The center wants a lion, which has been in its care, to be released into a sanctuary. But the department wants to auction it.

Three-year-old Mufasa has been living at the rehabilitation center for two and a half years. He was confiscated from a family who kept him as a pet without a permit.

The center has spent about R300 000 on his rehabilitation. The center fears Mufasa could be turned into canned meat or his bones could be exported to Asian countries.

Dr. Tjitske Schouwstra of Veterinary Services says: “We’ve had the situation before where we’ve rehabilitated wild animals and we have been given permits to either release them or send them to a sanctuary so that they can live out their lives as they’re supposed to naturally.
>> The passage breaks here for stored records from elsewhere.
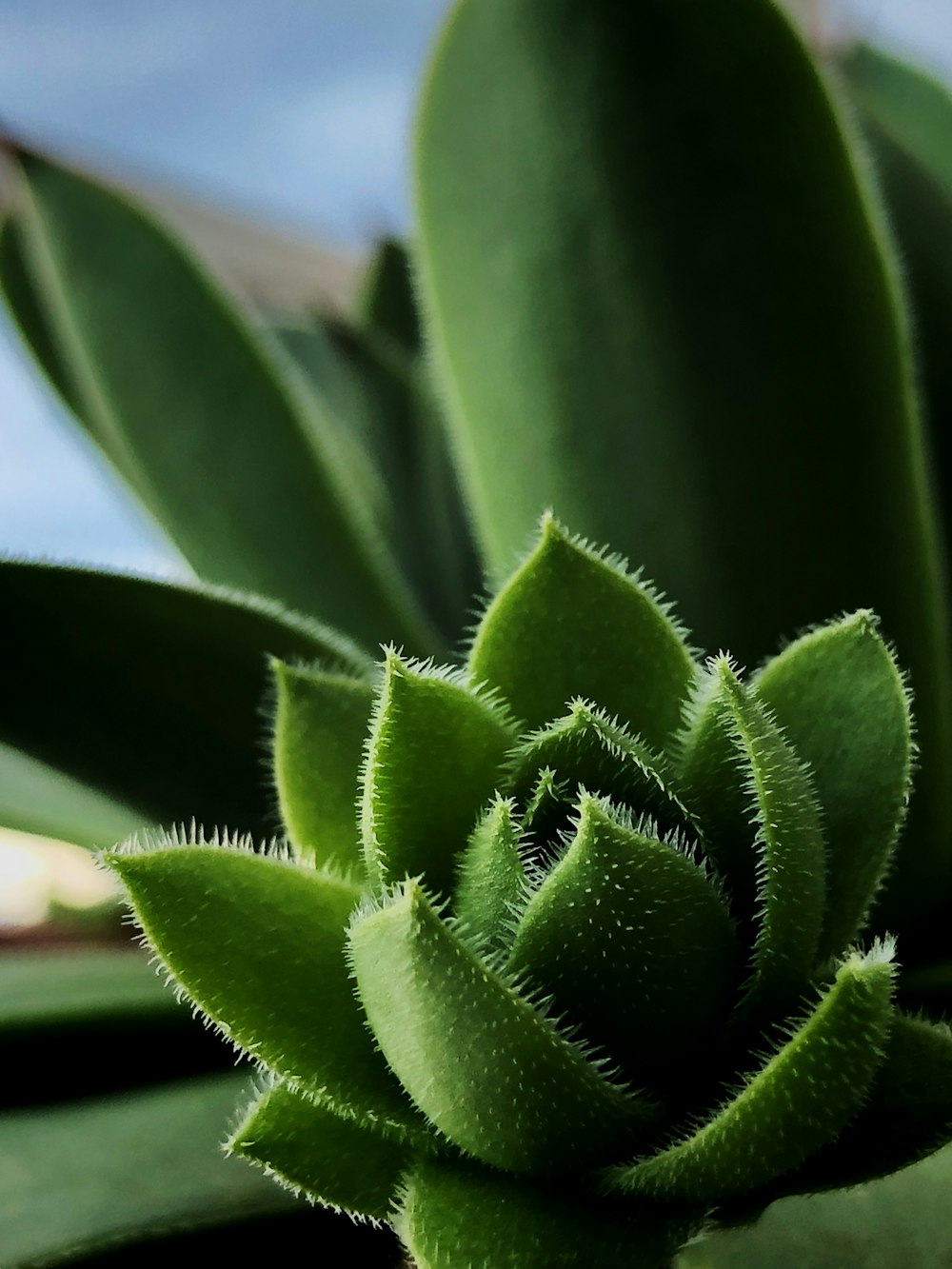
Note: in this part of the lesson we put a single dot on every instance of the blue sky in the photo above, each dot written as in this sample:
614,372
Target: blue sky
295,110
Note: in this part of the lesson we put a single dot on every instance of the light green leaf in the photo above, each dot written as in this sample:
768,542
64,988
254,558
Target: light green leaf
795,1104
893,1223
653,381
94,1174
840,700
52,989
460,1215
586,749
486,1069
491,886
37,799
149,693
338,1161
432,765
227,449
320,727
258,944
571,624
771,857
623,907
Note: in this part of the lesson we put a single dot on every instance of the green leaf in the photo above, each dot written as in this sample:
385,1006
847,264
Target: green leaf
320,727
380,400
258,944
26,306
463,1215
573,624
585,749
228,452
51,989
149,693
432,765
623,907
36,799
796,1103
95,1174
906,1116
486,1069
493,883
840,700
891,1223
307,1145
771,857
654,381
387,304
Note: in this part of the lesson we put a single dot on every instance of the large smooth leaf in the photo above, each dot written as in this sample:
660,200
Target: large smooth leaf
217,435
37,799
93,1174
662,312
147,692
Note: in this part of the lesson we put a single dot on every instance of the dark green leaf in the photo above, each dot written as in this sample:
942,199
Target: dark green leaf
486,1067
232,456
320,728
432,765
56,989
655,306
94,1174
493,883
460,1215
258,944
387,304
338,1161
771,856
623,907
149,693
795,1104
840,700
36,799
574,624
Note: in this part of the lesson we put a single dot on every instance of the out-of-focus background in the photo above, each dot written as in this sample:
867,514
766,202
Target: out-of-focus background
274,134
292,113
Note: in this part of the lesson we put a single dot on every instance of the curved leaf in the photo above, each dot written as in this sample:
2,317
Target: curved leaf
486,1067
320,728
653,302
258,944
310,1147
228,452
573,624
799,1101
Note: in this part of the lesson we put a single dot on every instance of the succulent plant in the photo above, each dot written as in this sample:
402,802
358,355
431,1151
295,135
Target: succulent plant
582,976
It was always my understanding that the same thing would happen with Mufasa and that is why we have been looking after him at our own cost for the last two and a half years. So we are not going to give it up just like that.”

Mufasa cannot be used for breeding as he has had a vasectomy.

Carel Zietsman Dr. Schouwstra’s attorney says: “Once Mufasa is out on auction, there are only two markets for him. One would be either to be hunted and the other one would be slaughtered and exported as lion bones and legally, we think that the department of nature conservation has a moral and legal obligation to look after wild animals, of which Mufasa is one. So that is why we are now resisting that sale.”

North West Environmental Affairs authorities, declined to comment, as the matter is in court.